When this book opens, Valerie has just returned from a weeklong visit to the States to see her mom and her friends, and is about to have a homework date with her boyfriend, the prince of Schwerinborg. They met because Valerie’s dad works as a protocol consultant for Prince Georg’s parents, the country’s rulers – a position that includes the use of an apartment in the royal palace. The back story is that Valerie and her parents used to live in Virginia, where her dad worked in the White House. She had a close group of friends and enjoyed her life. When her mom came out as a lesbian and divorced Valerie’s dad to live with her new girlfriend during the election year, Valerie’s father was advised to take the position overseas so as not to hurt the president’s approval ratings with a trace of scandal. Because Valerie wasn’t sure how she felt about her mom’s new lifestyle and her girlfriend, she decided to go with her dad, even though that meant leaving her old life behind. Luckily, she was able to attend an English-language school and has made a few friends, including her boyfriend. She has to keep her relationship with Georg low key, but they are able to hang out in the palace, and they get to attend some events together.
On her visit home, Valerie spent some time with a boy she once had a childhood crush on, and is not sure how to tell Georg. She is afraid he will be upset and break up with her. The bulk of Valerie’s emails from her friends encourage her to come clean with him, but it takes her most of the book to do so while her guilt festers. Valerie’s father starts dating a woman who also works for Georg’s parents, and it takes Valerie some time to come to terms with it, even though she’s aware that she’s acting immaturely. Other than that, most of the plot involves day-to-day stuff like decorating for a school dance and doing homework. Georg is a good boyfriend, which is evident when he does something like surprising Valerie with a private Oscar-viewing party, a tradition she used to share with her friends back home.
The book is written in first person, in the present tense and the style is very conversational. It opens in the middle of a scene and is apparently designed to quickly draw you in to the story, but I found it far too chatty. I enjoyed the occasional use of emails between Valerie and her friends, and while that device could have been used to provide a change in tone from the rest of the narrative, it did not. While I certainly don’t expect every book I read to be written in a highbrow tone, this was unnecessarily juvenile, especially for a girl Valerie’s age.

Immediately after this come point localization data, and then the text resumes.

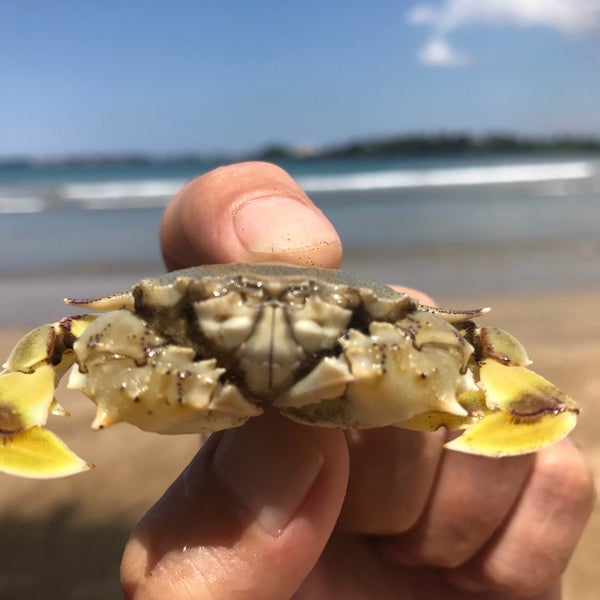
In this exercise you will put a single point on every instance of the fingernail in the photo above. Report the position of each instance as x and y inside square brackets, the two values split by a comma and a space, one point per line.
[270, 466]
[278, 224]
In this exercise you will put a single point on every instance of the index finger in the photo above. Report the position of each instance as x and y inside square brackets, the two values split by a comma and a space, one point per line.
[247, 212]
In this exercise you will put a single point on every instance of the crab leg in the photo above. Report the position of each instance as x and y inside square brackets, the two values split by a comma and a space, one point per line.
[27, 386]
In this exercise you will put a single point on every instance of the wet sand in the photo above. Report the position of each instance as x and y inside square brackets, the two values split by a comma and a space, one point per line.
[64, 538]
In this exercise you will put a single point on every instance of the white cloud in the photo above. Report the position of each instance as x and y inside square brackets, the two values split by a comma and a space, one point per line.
[437, 52]
[568, 17]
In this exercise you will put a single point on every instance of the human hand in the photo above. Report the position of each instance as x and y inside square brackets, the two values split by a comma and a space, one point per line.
[275, 509]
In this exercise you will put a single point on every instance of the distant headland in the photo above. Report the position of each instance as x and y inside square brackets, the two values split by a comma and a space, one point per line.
[411, 145]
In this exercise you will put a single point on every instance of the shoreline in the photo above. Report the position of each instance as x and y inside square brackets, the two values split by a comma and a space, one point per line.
[96, 511]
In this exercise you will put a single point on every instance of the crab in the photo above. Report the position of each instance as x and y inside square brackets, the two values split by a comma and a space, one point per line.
[205, 349]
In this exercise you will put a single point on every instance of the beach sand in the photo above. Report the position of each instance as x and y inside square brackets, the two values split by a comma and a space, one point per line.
[64, 538]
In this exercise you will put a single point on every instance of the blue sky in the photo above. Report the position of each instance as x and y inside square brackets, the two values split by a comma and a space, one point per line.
[233, 76]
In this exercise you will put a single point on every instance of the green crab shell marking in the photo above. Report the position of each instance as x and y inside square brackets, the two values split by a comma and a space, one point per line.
[207, 348]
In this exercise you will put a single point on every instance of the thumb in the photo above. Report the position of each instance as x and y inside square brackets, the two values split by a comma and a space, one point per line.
[248, 518]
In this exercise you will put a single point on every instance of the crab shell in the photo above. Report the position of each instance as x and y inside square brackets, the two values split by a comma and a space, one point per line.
[207, 348]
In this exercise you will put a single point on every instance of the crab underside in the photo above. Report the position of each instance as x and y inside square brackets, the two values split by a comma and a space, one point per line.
[207, 348]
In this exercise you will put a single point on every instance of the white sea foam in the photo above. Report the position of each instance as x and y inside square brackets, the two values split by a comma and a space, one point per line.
[466, 176]
[120, 194]
[155, 193]
[21, 204]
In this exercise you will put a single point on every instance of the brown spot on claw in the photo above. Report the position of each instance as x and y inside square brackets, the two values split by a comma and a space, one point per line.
[10, 422]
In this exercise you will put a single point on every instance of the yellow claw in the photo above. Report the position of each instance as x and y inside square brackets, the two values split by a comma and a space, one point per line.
[532, 413]
[25, 399]
[38, 453]
[27, 449]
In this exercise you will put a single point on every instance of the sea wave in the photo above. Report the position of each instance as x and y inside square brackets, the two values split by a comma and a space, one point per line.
[155, 193]
[466, 176]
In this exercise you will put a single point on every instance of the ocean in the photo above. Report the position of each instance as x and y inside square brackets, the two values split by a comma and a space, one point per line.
[451, 226]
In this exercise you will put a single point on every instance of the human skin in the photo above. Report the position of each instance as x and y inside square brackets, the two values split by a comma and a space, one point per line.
[275, 509]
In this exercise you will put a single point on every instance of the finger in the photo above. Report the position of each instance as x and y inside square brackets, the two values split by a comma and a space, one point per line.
[533, 546]
[248, 517]
[247, 212]
[470, 499]
[391, 474]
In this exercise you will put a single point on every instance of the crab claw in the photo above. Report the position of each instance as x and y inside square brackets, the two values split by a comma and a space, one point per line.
[529, 413]
[26, 447]
[26, 398]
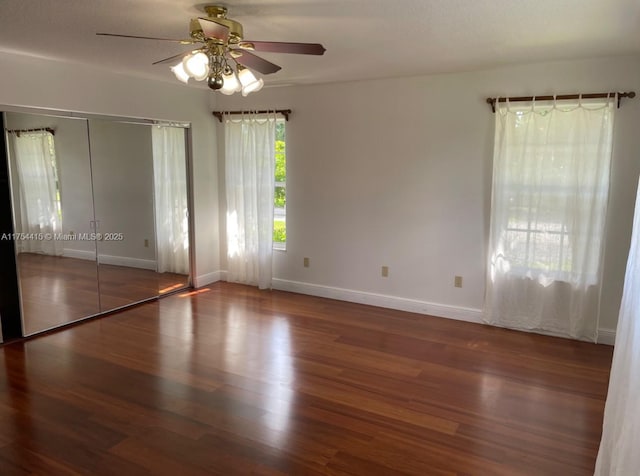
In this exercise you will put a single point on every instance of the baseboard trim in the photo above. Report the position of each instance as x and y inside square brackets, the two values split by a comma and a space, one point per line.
[79, 254]
[209, 278]
[381, 300]
[126, 261]
[606, 336]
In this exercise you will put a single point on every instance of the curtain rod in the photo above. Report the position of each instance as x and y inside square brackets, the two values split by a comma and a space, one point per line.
[492, 101]
[284, 112]
[40, 129]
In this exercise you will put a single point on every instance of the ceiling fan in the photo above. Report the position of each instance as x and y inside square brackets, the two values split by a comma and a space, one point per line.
[223, 57]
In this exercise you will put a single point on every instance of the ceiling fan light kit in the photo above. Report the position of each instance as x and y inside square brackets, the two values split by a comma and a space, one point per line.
[223, 58]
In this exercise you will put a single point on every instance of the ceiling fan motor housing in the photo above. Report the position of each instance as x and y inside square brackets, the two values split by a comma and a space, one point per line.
[218, 14]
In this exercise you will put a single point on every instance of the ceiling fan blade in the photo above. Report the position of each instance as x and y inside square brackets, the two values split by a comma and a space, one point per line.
[183, 42]
[255, 62]
[213, 29]
[174, 57]
[282, 47]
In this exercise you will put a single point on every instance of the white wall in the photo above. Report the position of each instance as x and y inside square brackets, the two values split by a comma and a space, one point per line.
[37, 82]
[397, 172]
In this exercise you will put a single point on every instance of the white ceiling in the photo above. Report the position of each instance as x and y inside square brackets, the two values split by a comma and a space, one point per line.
[363, 38]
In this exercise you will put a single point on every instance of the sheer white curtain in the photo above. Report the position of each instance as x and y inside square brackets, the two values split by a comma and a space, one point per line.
[170, 195]
[619, 453]
[548, 207]
[40, 213]
[250, 181]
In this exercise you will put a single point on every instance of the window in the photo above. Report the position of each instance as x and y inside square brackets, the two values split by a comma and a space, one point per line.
[552, 182]
[280, 190]
[40, 202]
[549, 201]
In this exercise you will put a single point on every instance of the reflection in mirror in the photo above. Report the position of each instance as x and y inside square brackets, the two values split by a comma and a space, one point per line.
[122, 166]
[52, 207]
[139, 185]
[170, 203]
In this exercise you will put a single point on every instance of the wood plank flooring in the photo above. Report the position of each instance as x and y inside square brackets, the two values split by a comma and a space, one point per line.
[230, 380]
[56, 290]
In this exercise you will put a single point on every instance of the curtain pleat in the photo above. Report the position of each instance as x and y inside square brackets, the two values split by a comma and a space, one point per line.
[40, 214]
[618, 454]
[549, 200]
[250, 182]
[170, 197]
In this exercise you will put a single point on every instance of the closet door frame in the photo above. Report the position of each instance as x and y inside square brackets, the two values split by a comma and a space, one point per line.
[11, 315]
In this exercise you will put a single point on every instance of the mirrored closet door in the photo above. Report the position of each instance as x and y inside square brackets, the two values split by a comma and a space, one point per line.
[100, 214]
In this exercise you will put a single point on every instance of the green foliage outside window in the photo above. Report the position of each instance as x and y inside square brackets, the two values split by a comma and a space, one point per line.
[280, 195]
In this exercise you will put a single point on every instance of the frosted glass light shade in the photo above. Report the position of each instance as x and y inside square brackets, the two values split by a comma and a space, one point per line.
[231, 84]
[180, 73]
[246, 77]
[196, 66]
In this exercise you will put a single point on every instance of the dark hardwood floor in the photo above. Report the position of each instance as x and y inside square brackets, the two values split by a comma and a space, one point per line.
[231, 380]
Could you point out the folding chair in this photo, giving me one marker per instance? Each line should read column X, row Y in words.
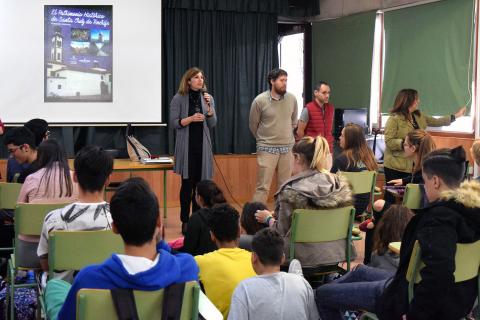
column 467, row 266
column 324, row 225
column 29, row 219
column 97, row 304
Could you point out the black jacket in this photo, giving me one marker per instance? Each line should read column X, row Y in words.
column 197, row 238
column 455, row 218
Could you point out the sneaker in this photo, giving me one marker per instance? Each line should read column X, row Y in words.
column 295, row 267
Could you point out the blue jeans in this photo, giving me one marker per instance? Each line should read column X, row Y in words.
column 356, row 290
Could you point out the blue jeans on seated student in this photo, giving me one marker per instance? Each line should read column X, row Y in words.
column 356, row 290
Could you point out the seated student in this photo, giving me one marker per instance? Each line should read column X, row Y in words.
column 21, row 145
column 52, row 183
column 93, row 167
column 389, row 229
column 452, row 217
column 417, row 145
column 312, row 186
column 272, row 294
column 355, row 157
column 39, row 128
column 249, row 223
column 197, row 237
column 222, row 269
column 475, row 152
column 146, row 265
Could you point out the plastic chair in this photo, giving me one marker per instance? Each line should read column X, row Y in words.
column 8, row 200
column 29, row 219
column 97, row 304
column 9, row 192
column 73, row 250
column 412, row 198
column 362, row 182
column 467, row 266
column 313, row 226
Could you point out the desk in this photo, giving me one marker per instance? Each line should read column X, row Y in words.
column 123, row 165
column 395, row 247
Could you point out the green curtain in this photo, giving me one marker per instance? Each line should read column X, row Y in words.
column 342, row 56
column 427, row 49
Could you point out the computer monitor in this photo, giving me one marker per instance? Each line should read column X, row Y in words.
column 357, row 116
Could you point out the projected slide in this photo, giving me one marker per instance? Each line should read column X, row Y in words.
column 78, row 53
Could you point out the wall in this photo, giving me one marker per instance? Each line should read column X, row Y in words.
column 339, row 8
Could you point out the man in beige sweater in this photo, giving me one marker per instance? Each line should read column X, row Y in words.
column 273, row 115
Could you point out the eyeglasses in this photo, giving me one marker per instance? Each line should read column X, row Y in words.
column 12, row 150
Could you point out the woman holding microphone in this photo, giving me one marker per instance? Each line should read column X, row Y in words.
column 192, row 114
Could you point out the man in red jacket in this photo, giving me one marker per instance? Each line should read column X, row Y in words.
column 317, row 116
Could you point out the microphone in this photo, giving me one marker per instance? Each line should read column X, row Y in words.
column 202, row 92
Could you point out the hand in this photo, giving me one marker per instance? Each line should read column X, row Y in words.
column 262, row 215
column 396, row 182
column 460, row 112
column 197, row 117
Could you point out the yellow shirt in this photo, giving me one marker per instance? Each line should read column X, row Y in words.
column 220, row 273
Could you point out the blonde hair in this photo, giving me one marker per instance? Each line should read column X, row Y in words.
column 476, row 151
column 315, row 152
column 184, row 87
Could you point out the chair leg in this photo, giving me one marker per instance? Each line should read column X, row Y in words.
column 12, row 292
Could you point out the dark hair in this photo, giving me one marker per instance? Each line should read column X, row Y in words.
column 314, row 152
column 134, row 209
column 50, row 155
column 390, row 228
column 275, row 74
column 92, row 165
column 224, row 222
column 448, row 164
column 319, row 84
column 356, row 149
column 268, row 246
column 39, row 127
column 20, row 136
column 210, row 193
column 248, row 221
column 405, row 98
column 423, row 143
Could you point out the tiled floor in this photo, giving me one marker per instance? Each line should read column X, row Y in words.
column 173, row 226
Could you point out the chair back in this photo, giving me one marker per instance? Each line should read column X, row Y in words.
column 97, row 304
column 467, row 264
column 9, row 192
column 29, row 217
column 73, row 250
column 362, row 181
column 412, row 198
column 322, row 225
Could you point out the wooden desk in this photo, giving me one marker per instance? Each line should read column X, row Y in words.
column 395, row 247
column 127, row 165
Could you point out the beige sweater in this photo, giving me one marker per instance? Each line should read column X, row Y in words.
column 272, row 121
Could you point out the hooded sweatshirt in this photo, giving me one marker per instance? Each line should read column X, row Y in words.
column 454, row 218
column 312, row 189
column 170, row 269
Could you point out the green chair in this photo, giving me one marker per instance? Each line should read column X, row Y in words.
column 8, row 200
column 467, row 266
column 9, row 192
column 73, row 250
column 96, row 304
column 29, row 219
column 313, row 226
column 412, row 198
column 362, row 182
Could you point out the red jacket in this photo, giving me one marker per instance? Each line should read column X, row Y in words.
column 320, row 121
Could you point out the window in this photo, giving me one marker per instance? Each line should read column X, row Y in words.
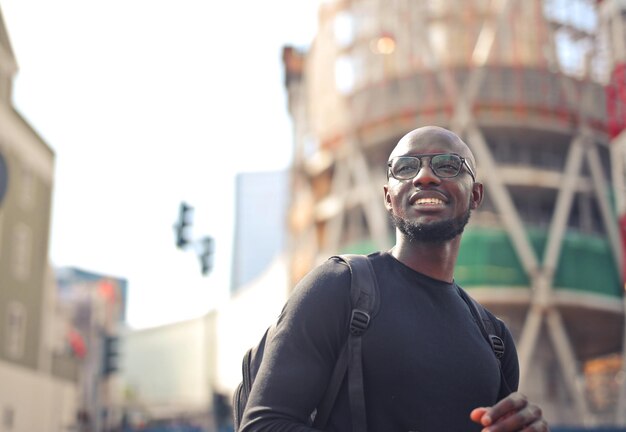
column 22, row 251
column 16, row 329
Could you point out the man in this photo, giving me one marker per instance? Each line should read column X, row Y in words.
column 426, row 364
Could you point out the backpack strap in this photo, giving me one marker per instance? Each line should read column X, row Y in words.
column 365, row 300
column 491, row 331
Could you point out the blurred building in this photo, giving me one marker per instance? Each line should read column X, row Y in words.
column 38, row 369
column 94, row 307
column 538, row 91
column 261, row 211
column 168, row 374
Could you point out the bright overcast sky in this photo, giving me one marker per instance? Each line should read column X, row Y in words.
column 147, row 103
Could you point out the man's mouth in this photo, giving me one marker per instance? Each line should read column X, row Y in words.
column 429, row 201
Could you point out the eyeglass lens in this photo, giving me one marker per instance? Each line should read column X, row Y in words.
column 444, row 166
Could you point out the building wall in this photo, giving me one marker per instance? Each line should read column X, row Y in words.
column 165, row 368
column 35, row 401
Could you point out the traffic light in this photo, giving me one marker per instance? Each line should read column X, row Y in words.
column 183, row 225
column 206, row 255
column 110, row 355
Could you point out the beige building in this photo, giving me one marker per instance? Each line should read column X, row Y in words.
column 37, row 373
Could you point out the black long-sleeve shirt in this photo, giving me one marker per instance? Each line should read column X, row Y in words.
column 426, row 364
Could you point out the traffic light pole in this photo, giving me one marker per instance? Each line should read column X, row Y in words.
column 204, row 247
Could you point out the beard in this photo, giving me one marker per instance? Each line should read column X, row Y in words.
column 435, row 232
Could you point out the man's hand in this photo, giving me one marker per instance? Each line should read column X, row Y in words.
column 512, row 414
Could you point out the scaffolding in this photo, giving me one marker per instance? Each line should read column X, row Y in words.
column 538, row 90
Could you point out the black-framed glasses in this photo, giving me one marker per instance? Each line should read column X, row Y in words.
column 444, row 165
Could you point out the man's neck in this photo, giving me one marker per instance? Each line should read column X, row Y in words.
column 436, row 260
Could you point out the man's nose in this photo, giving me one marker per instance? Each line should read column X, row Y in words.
column 425, row 175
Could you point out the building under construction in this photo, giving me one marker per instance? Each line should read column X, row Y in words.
column 538, row 91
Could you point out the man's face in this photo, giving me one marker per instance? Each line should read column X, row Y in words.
column 427, row 207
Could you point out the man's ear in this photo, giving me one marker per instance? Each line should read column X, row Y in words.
column 387, row 198
column 477, row 195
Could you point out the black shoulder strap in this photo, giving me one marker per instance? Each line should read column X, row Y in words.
column 365, row 303
column 491, row 331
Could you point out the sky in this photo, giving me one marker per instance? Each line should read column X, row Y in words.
column 148, row 103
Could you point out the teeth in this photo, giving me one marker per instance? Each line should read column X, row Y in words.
column 429, row 201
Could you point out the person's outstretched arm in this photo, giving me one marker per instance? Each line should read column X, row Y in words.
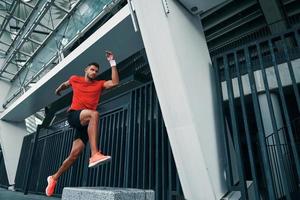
column 62, row 87
column 114, row 72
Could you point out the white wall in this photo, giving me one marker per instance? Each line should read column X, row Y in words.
column 11, row 138
column 181, row 67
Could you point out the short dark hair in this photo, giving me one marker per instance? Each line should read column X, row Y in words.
column 95, row 64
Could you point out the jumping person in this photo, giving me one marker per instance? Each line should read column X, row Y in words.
column 83, row 116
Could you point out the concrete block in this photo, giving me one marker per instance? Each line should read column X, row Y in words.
column 106, row 193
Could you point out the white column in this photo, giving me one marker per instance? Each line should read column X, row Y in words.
column 181, row 68
column 11, row 138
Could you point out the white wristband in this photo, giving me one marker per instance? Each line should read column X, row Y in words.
column 112, row 63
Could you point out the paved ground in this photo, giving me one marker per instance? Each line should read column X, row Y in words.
column 10, row 195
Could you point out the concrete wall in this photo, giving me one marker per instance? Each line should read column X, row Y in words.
column 181, row 68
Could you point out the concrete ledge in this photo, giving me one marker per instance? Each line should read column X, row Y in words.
column 106, row 193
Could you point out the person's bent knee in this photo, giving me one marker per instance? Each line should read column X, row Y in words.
column 94, row 114
column 74, row 155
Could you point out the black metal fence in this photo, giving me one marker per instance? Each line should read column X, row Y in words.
column 270, row 160
column 3, row 175
column 132, row 130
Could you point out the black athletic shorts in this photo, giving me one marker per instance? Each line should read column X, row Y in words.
column 74, row 121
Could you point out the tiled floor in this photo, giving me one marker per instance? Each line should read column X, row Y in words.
column 10, row 195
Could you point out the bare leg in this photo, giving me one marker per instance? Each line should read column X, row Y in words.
column 77, row 148
column 91, row 118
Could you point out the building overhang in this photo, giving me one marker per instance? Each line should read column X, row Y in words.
column 117, row 35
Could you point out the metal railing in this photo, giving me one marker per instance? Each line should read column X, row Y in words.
column 132, row 130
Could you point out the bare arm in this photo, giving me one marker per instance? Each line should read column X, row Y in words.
column 62, row 87
column 114, row 73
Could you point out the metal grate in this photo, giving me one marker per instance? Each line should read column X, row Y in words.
column 266, row 67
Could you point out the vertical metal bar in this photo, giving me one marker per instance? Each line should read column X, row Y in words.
column 170, row 176
column 291, row 71
column 157, row 153
column 285, row 111
column 297, row 37
column 133, row 162
column 31, row 160
column 116, row 150
column 145, row 147
column 246, row 126
column 112, row 147
column 109, row 150
column 102, row 146
column 150, row 117
column 261, row 132
column 139, row 140
column 236, row 137
column 128, row 152
column 121, row 132
column 274, row 125
column 222, row 123
column 104, row 149
column 163, row 174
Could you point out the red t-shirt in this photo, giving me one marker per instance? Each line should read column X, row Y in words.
column 86, row 95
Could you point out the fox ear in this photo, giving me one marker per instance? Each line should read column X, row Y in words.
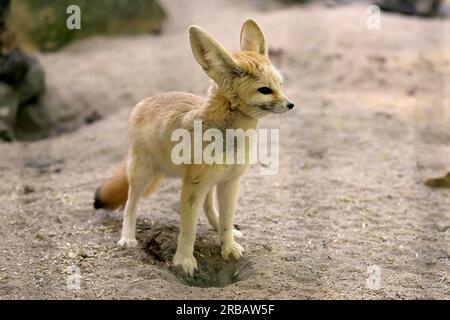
column 215, row 60
column 252, row 38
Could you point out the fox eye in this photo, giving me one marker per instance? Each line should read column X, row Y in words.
column 265, row 90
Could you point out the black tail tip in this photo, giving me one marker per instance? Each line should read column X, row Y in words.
column 98, row 204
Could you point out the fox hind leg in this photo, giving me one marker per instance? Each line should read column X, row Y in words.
column 211, row 213
column 228, row 193
column 192, row 198
column 140, row 178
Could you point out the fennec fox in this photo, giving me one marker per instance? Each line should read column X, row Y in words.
column 245, row 88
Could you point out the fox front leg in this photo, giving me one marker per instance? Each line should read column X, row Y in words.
column 227, row 194
column 192, row 198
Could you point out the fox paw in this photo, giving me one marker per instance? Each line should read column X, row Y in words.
column 127, row 243
column 187, row 263
column 235, row 250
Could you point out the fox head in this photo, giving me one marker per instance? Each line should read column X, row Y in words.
column 246, row 78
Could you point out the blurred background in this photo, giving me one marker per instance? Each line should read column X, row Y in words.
column 370, row 129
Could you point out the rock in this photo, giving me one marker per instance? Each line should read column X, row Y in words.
column 412, row 7
column 41, row 24
column 13, row 67
column 21, row 114
column 443, row 182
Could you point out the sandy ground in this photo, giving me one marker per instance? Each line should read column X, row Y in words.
column 372, row 123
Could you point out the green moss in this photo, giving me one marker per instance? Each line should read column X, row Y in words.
column 41, row 24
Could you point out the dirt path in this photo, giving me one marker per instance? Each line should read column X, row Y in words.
column 372, row 124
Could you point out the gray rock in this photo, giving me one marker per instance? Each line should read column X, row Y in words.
column 21, row 114
column 412, row 7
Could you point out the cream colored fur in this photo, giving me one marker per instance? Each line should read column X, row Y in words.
column 233, row 102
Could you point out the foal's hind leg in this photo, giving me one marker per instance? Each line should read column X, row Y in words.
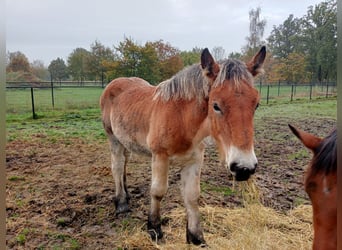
column 160, row 167
column 119, row 157
column 190, row 178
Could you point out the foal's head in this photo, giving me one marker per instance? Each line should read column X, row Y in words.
column 232, row 102
column 320, row 184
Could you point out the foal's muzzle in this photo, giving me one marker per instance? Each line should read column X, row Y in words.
column 242, row 173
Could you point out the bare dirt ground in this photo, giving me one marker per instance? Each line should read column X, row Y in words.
column 60, row 194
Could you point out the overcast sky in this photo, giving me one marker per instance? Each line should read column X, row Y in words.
column 47, row 29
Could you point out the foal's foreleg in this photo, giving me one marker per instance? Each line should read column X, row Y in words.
column 160, row 167
column 190, row 178
column 119, row 160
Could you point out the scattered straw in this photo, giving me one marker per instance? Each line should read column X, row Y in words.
column 253, row 226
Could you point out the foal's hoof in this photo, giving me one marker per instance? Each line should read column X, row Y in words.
column 154, row 230
column 121, row 208
column 197, row 240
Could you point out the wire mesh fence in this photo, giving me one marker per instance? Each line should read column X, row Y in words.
column 64, row 96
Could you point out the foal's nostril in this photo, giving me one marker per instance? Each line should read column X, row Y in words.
column 233, row 167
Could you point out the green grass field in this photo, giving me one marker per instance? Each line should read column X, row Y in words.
column 86, row 123
column 68, row 98
column 19, row 100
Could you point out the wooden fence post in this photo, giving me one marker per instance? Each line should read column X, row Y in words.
column 34, row 116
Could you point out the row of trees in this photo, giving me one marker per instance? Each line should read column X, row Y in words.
column 299, row 50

I did like how the discussion of Valerie’s mom is treated, because although it leans toward the flippant, the fact that it’s treated casually implies that it’s not something to be ashamed of or embarrassed about. While it would be a pretty big deal in real life, this is not the type of Young Adult “problem novel” that would normally deal with big issues.
Although Valerie is a “typical” American teenager, there wasn’t much characterization. This may be due to the book being part of a series, as the characters are all recurring and are known to the reader by this point.
The book reads quickly, but that’s due more to the brevity of any significant plot rather than it being particularly intriguing. (It’s also very short, with a very large font and a lot of white space on the page. It’s not a lot of book for the price.) There was so little plot that the title doesn’t really make sense. It seems to refer to the tensions that arise between Valerie and Georg, but their relationship is never really in jeopardy. On the other hand, Valerie does have a good sense of humor, and even when she is being immature, she has the self-awareness to know she’s being unfair and she tries to change.
Overall, this is not the kind of YA novel that usually appeals to those of us who like to read them as adults; that is, novels that have well-defined characters and interesting storylines. Do-Over is a book that is specifically directed at the young reader.